あれはただの願望の表れ?「理恵・・・か。」
呼ばれたいと思っていた。私だけずっと名字の南のまま。比企さんは上司だから名字でも不自然じゃないけど。
「慶護、なんて・・・呼ぶ日あるのかしら・・・。」呟いて後頭部を撫でた。何げに結構痛い。打ち所はそんなに悪くもなかったようだし。問題はないだろう。点滴の残量を確認して零れた溜め息は自嘲ぎみていた。
「梶君。」
あんなに焦ったのはいつぶりだろう。
「梶君。」
目の前で倒れた華奢な体。本来ならかなり武闘派なのに。迷いもなく快を庇って傷を負った。
「梶君たら。」
「え、あ、ワリ。何だ?」「早めに上がって病院行っておいでよ。」
「え?」
「気になってるんでしょ?書類逆さま。煙草と間違えてライターくわえそうになったり。」
「いや。あー・・・。」
「それに梶君から言っといてもらわないと。理恵さん明日にでも出勤してきちゃいそうだし。」
「しかしな・・・。んー・・・。」
「誰だって気が気じゃないよ。好きな人が目の前で怪我したら。」
「ちがっ!おまっ!」
そう言う事を言うならせめて他の人間がいないところにしてくれ。なまじ図星だから顔が熱くなる。
「否定しなくても理恵さん以外気付いてると思うよ?」
「なっ!まっ!」
「ね、春君。」
「興味ねえ。ま、あんだけでかい声で名前絶叫してりゃ気付くなって方が無理だけどな。」
「あ、あれは・・・!」
確かに叫んだ。ほぼ無意識だったんだから仕方ない。課室全体の空気も「解っている」と言う雰囲気。俺はそんなに解り易いのか。いつもは南と呼んでいる。それも気持ちに気付かれない為。それもどうやら無意味だったらしい。不謹慎だが良い響きだった。理恵。これからは普通に呼んでも良いのだろうか?
「ほら。行っておいでよ。」
「・・・悪いな。行ってくる。」
比企に促されて上着を取る。快と入れ違いに課室を出て、何となく緊張している自分に苦笑した。
「南さんなら301号室ですよ。」
看護士に聞いて病室の前まで行く。気持ち深呼吸してドアをノックする。
「どうぞー。」
暢気な返事が返されてドアをスライドさせる。
「おまっ!」
一番に目に飛び込んだのは窓辺に佇む頭に包帯を巻いた部下。
「お疲れ様です。」
「横になってろ!点滴もまだなのに何で起きてんだ!」
「雨が降りそうだなって。帰り濡れたくないじゃないですか。

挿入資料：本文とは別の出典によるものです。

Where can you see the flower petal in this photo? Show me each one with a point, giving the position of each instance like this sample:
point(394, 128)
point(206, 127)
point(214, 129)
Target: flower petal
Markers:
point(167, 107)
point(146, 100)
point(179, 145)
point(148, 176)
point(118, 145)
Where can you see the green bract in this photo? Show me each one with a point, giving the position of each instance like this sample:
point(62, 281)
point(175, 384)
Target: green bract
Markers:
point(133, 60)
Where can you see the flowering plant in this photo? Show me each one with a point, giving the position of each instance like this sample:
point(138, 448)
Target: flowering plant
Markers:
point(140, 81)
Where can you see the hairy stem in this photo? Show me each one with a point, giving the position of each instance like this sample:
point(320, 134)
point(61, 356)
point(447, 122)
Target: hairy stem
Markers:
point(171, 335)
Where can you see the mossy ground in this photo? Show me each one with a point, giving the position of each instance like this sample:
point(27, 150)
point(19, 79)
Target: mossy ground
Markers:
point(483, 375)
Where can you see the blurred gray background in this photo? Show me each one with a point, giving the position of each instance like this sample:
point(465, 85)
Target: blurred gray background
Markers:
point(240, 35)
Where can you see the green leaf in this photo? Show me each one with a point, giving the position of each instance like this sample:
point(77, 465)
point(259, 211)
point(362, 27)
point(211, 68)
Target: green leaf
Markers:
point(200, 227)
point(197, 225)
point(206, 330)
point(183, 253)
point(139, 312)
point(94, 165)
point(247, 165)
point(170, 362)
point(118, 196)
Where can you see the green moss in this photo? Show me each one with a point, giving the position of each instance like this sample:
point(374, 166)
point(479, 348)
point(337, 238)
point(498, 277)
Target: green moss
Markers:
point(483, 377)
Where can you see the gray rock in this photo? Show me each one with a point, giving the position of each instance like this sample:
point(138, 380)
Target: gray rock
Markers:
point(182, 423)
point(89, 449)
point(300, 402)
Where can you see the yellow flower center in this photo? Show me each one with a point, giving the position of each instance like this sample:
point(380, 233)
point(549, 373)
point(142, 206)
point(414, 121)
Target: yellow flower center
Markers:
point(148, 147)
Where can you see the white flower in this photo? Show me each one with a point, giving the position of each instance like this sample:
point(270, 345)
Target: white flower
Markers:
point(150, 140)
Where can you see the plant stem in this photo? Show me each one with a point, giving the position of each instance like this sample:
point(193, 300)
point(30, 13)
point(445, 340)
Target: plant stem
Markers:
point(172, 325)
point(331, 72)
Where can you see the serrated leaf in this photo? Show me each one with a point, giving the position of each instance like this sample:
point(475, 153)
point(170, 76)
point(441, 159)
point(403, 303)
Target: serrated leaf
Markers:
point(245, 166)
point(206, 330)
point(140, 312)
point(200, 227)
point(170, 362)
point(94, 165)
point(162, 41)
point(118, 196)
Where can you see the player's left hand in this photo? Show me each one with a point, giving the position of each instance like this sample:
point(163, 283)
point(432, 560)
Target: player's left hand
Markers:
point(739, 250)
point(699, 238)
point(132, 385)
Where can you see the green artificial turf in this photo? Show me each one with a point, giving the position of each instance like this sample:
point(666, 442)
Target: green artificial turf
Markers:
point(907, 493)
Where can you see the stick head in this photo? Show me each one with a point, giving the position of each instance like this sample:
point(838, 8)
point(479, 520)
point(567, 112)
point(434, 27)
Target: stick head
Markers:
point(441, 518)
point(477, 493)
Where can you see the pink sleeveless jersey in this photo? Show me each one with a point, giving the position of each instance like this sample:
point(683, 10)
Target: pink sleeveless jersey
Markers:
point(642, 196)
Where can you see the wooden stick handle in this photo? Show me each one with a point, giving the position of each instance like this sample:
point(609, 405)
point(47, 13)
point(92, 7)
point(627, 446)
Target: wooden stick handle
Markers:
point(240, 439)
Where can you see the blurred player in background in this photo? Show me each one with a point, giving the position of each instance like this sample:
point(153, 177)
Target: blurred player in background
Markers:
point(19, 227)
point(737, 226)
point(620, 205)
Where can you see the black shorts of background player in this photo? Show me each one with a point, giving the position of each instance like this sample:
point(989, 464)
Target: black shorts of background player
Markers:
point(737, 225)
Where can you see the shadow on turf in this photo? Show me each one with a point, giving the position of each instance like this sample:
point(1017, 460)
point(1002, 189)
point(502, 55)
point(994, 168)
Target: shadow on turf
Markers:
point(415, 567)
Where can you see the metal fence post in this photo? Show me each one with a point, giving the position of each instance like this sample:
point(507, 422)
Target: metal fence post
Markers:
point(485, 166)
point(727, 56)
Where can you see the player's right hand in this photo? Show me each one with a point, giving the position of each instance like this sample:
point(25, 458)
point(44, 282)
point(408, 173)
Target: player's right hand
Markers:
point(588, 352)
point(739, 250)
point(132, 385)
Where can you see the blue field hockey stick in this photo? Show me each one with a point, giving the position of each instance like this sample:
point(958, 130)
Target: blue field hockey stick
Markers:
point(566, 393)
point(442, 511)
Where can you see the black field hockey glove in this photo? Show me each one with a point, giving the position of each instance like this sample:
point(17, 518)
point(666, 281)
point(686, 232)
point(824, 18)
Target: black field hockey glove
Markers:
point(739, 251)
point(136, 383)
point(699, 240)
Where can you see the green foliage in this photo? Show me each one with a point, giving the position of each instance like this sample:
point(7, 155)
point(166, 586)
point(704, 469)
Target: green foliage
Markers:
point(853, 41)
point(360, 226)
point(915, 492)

」
「心配しなくてもお前は今日は帰れない。」
歩み寄って取り敢えずベッドに戻そうと腕をそっと掴む。
「帰りますよ。病院嫌いだから。」
「頭なんだぞ。何かあったらどうすんだ。ほら。いいから横になれ。」
「ベッドも固いし。」
ベッドに連れ戻しても横にはならない。
「横になれ。頼むから。理恵。」
呼んでしまった。反応が気になって視線が合わせ辛い。
「こんなに響くものだったかしら。」
「え?」
「自分の名前が特別に聞こえるなって。」
そんな事を言われたら期待するなって言う方が無理だろう?言っても良いのだろうかとチラリと理恵の顔を見る。穏やかに目を閉じた深い微笑。
「あのな・・・。」
「なんでしょ?」
「・・・俺さ・・・。」
ここまできて躊躇いも湧く。もし俺の思い過しなら明日からどんな顔して仕事したら良いんだろう。
「続き言わないと寝ちゃいますよ。」
からかうように言うこいつは俺の言いたい事を解っているのだろうか。
「惚れたんだ・・・。」
「え、誰に?私、失恋ですか?」
「え?」
「夢じゃなくて名前呼んでもらった直後にブロークンハートは辛いですよ?」
「いや。だから。お前に惚れたんだよ!」
思わず大きくなった声に口を押さえるが。理恵は一時ポカンとしていた。
「え、え、いつから?いつから?」
こいつでもパニックは起こすのか。可愛い一面を見た気がして心なしか上気している頬に触れる。
「一目惚れってやつかもな。」
囁いてそっと覆いかぶさって唇に触れる。
「理恵・・・。」
人の名前なんてこんなに響くものだっただろうか。嬉しそうに綻ぶ目の前の潤んだ瞳。
「夢って・・・叶うんだ・・・。」
「え?」
「好きだったから。いつか同じように好きになって欲しいなって・・・。夢だったから・・・。」
「好きだよ。さっきも仕事ができなくなるくらいだ。お前に惚れてる。」
「点滴終わりましたか?南さん!あ、あれ、ごめんなさい。邪魔したかしら!」もう一度唇に触れようとしたが看護士の登場でかなり焦った。看護士も焦っているが理恵は笑っている。
「病院でオイタしちゃいけませんよね。点滴は・・・終わったみたい。続きがしたいんで早く退院させてくださいね。」
「ダメだ。お前は一時ここで養生してろ。」
「焦らさないでください!私だって名前で呼びたいんだから!」
「呼べば良いだろ。」
「病院じゃムードがない。ので、帰りたい。」
二人きりになりたいのは同じだが。取り敢えず一時はこいつを休ませる説得をしよう。
帰りたいと連呼する理恵に苦笑してそっとその頬を撫でた。
「怪我が治ったら食事にでも行くか。」
「作りますよ。料理得意だから。でもデートはしたい。」
「理恵。」
「はい。」
「お前は思いの外可愛いな。」
笑いながら告げると顔を赤くして唇を尖らせている。これからはこんな可愛い表情もたくさん見れるのだろう。取り敢えず退院したら名前で呼んでもらう事にする。また理恵が滅多に見せない表情が見れるのかと思うと、名前ごときでテンションの上がっている自分がいた。